Zimbabwe President Mugabe declared winner in vote called fraudulent

JOHANNESBURG, South Africa — Zimbabwean President Robert Mugabe, who has ruled the country for 33 years, was reelected president in an election declared a “farce” by rival Morgan Tsvangirai.

Zimbabwe’s electoral commission announced Saturday that Mugabe, 89, had received 61% of the vote, compared with 34% for Tsvangirai, the current prime minister and leader of the Movement for Democratic Change party, or MDC.

The vote has been condemned as seriously compromised by the largest local observer group, the Zimbabwe Electoral Support Network. African observers have commended the election for being peaceful — in contrast with previous elections — while expressing mild concern about voting irregularities.

The European Union on Saturday raised doubts about the polling.

“The EU is concerned about alleged irregularities and reports of incomplete participation, as well as the identified weaknesses in the electoral process and a lack of transparency. The EU will continue to follow developments and work closely with its international partners in the weeks to come,” EU foreign policy chief Catherine Ashton said in a statement.


Britain also expressed “grave concerns” Saturday about how the election was conducted, in particular condemning the voters roll. The concerns of Britain and the EU raise the possibility that the EU, which lifted sanctions against Mugabe and senior government figures in March, may reimpose them.

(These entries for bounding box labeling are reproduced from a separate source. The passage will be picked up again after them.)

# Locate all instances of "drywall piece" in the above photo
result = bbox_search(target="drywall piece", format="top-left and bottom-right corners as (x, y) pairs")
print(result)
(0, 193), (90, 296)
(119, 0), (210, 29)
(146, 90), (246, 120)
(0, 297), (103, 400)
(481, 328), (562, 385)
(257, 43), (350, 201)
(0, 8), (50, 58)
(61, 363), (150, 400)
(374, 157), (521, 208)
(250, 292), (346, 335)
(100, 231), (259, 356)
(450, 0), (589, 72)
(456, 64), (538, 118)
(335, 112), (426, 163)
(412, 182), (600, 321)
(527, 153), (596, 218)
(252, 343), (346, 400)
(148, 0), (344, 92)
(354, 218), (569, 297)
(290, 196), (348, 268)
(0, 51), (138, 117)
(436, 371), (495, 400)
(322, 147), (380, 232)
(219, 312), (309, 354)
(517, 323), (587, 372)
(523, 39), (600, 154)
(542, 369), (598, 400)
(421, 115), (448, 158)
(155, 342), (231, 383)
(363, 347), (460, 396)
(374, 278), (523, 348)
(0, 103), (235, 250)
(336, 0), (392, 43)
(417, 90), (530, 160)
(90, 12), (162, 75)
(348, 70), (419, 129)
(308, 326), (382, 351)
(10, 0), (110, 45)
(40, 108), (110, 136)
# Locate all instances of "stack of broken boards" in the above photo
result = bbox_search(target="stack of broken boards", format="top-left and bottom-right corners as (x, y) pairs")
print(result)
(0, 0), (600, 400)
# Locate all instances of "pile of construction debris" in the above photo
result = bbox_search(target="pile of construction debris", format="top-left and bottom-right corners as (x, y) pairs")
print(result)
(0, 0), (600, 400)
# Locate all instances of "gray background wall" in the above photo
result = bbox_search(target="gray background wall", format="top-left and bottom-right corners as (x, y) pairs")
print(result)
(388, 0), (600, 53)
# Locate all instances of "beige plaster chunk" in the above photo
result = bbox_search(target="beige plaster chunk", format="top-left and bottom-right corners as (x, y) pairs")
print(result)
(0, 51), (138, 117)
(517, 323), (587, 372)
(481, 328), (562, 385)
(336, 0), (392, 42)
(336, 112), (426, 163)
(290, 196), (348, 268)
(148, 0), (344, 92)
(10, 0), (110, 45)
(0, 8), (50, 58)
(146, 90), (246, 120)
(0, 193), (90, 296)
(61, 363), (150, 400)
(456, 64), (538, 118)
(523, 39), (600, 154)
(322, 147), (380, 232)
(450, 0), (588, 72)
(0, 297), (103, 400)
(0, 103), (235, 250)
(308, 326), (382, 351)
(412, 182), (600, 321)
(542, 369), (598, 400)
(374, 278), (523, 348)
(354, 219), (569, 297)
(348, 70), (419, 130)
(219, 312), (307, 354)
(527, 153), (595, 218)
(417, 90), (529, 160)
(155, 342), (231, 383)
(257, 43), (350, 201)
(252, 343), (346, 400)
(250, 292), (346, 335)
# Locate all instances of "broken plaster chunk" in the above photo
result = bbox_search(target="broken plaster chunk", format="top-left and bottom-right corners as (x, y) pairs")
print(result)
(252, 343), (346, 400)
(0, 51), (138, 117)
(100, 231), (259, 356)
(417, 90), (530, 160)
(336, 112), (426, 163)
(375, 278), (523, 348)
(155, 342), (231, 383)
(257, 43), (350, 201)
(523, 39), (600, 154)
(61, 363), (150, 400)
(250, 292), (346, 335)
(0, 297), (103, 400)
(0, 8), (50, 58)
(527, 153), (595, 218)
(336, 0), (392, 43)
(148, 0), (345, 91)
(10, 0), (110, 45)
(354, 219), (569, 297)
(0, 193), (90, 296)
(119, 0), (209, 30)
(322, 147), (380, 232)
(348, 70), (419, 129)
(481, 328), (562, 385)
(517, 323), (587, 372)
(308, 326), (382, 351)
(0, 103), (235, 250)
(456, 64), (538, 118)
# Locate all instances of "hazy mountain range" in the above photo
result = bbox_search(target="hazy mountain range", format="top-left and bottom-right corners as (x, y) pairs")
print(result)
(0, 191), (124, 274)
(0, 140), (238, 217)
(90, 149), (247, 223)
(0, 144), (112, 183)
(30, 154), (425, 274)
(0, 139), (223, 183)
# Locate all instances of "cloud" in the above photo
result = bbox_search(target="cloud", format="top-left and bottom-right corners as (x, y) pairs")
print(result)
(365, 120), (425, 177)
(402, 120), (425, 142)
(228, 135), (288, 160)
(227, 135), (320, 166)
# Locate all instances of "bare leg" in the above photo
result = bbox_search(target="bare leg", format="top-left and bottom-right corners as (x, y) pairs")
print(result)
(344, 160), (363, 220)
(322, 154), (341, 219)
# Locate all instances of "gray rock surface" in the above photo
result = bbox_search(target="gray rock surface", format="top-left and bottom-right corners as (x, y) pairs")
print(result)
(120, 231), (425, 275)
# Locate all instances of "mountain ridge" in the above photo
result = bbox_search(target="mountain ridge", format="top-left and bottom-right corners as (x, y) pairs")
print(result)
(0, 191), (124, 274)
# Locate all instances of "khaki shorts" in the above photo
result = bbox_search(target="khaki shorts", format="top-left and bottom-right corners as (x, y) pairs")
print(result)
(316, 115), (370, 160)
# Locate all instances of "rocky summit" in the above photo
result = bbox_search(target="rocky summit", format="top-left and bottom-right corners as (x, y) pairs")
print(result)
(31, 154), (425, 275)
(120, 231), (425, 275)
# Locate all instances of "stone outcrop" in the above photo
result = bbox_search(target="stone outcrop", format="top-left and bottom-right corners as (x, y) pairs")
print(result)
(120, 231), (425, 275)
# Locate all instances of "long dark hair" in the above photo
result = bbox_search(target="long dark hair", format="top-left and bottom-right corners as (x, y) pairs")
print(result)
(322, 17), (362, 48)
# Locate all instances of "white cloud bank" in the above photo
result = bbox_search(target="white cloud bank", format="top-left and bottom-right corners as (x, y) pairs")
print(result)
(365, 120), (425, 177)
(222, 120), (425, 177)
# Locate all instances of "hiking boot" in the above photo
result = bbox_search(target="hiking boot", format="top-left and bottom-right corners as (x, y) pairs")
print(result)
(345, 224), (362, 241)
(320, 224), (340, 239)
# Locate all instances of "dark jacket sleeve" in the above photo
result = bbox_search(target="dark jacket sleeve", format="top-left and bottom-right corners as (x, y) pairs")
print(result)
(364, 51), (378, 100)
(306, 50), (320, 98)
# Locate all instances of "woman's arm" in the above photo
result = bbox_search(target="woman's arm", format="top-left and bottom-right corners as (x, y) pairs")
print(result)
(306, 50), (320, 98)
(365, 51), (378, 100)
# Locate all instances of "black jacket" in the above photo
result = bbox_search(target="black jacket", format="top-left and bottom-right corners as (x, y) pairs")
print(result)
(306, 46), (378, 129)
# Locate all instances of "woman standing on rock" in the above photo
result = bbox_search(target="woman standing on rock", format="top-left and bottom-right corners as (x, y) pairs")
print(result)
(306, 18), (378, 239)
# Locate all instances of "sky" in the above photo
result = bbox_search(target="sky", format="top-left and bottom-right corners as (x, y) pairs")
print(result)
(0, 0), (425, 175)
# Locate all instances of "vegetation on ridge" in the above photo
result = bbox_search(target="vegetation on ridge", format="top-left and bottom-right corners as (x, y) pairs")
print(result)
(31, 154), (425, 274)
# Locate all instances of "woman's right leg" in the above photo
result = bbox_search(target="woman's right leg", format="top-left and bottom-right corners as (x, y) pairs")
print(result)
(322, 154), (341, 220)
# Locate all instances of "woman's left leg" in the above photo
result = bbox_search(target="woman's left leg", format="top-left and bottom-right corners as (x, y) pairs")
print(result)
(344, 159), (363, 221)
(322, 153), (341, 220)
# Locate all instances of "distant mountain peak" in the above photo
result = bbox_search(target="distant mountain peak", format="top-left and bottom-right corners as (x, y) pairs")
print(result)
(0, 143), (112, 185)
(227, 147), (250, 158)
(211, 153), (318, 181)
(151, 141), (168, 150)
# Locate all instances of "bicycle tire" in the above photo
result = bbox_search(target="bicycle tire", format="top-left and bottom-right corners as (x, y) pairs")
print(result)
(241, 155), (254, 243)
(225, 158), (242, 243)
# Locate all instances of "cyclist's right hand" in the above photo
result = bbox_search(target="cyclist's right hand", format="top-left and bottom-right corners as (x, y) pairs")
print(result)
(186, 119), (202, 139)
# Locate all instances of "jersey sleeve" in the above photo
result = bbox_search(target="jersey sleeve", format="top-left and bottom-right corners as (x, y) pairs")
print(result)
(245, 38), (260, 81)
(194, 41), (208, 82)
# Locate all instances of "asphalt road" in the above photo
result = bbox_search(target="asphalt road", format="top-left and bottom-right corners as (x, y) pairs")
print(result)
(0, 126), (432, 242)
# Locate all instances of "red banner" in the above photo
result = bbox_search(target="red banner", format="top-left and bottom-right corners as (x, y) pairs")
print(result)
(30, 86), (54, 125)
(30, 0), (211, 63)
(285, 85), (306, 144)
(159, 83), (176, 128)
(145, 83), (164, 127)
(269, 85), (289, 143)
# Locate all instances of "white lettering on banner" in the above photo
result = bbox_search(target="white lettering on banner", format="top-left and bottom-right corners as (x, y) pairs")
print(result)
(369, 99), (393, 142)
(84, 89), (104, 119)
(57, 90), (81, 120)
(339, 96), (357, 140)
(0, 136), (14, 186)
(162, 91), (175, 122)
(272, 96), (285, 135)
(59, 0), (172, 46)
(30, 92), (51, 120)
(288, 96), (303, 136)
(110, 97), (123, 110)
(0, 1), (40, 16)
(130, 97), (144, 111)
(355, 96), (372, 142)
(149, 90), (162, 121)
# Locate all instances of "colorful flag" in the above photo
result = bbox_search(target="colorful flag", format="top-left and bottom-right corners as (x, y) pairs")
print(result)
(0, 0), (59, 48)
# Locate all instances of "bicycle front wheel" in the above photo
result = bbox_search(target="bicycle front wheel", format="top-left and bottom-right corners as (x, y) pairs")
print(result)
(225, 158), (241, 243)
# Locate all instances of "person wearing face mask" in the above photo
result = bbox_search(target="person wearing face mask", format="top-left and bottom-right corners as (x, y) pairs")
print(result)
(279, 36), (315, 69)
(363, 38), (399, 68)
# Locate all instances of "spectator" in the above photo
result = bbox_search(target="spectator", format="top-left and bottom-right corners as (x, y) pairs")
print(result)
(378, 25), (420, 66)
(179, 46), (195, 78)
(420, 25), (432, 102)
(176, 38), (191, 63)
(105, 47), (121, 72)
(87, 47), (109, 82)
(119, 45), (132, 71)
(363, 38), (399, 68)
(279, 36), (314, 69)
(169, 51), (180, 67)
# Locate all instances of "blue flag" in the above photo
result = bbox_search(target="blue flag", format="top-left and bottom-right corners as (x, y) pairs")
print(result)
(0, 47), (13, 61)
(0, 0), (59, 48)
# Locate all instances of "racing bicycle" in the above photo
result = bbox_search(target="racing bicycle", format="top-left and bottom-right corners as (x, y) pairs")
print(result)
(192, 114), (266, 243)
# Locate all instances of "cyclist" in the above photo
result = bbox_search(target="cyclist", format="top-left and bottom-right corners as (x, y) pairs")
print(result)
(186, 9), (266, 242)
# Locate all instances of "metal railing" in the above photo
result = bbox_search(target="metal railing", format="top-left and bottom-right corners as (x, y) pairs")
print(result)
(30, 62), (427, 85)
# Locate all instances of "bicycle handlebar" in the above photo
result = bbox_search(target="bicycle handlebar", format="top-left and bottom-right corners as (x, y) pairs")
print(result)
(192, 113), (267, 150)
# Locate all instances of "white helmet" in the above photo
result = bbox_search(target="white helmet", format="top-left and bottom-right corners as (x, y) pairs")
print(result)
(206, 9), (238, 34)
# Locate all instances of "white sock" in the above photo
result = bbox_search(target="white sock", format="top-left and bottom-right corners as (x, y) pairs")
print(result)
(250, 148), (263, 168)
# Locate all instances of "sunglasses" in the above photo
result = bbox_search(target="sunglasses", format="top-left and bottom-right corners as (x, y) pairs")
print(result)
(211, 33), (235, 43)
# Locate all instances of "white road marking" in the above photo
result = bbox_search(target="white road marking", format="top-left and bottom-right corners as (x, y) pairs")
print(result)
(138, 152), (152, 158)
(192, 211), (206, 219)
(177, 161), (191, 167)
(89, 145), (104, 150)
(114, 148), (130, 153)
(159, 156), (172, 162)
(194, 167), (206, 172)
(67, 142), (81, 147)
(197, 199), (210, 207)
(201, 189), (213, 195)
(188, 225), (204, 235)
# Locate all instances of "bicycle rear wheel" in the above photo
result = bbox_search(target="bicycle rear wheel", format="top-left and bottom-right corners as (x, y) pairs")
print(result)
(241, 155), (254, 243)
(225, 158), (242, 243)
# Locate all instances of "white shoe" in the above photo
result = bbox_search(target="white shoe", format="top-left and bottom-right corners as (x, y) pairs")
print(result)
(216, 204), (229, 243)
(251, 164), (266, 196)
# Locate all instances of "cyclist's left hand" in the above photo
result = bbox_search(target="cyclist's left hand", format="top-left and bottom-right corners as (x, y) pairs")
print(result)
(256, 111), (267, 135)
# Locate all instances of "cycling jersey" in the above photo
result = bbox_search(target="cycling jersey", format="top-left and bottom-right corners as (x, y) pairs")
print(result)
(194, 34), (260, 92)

British Foreign Secretary William Hague said the voters roll was a critical flaw. The MDC says the roll contained hundreds of thousands of ghosts, while living voters couldn’t find their names on it. Hague called for an investigation of the MDC’s allegations of electoral fraud.

Tsvangirai said the results were a “farce” and should be declared “null and void” but ruled out violence, calling for a new election.

“The fraudulent and stolen election has plunged Zimbabwe into a constitutional, political and economic crisis.” he said. “The MDC is resolved to pursue peaceful, democratic and constitutional remedies to this crisis.”

Tsvangirai said his party had evidence of massive vote rigging.

“People of Zimbabwe must be given another chance to participate in a free, fair and credible election. They have been shortchanged by a predetermined election,” he said.

For Tsvangirai’s party, the parliamentary vote was catastrophic. It won 50 seats, compared with 158 for Mugabe’s ZANU-PF, giving the ruling party the power to change the constitution at will. Two other seats went to independents.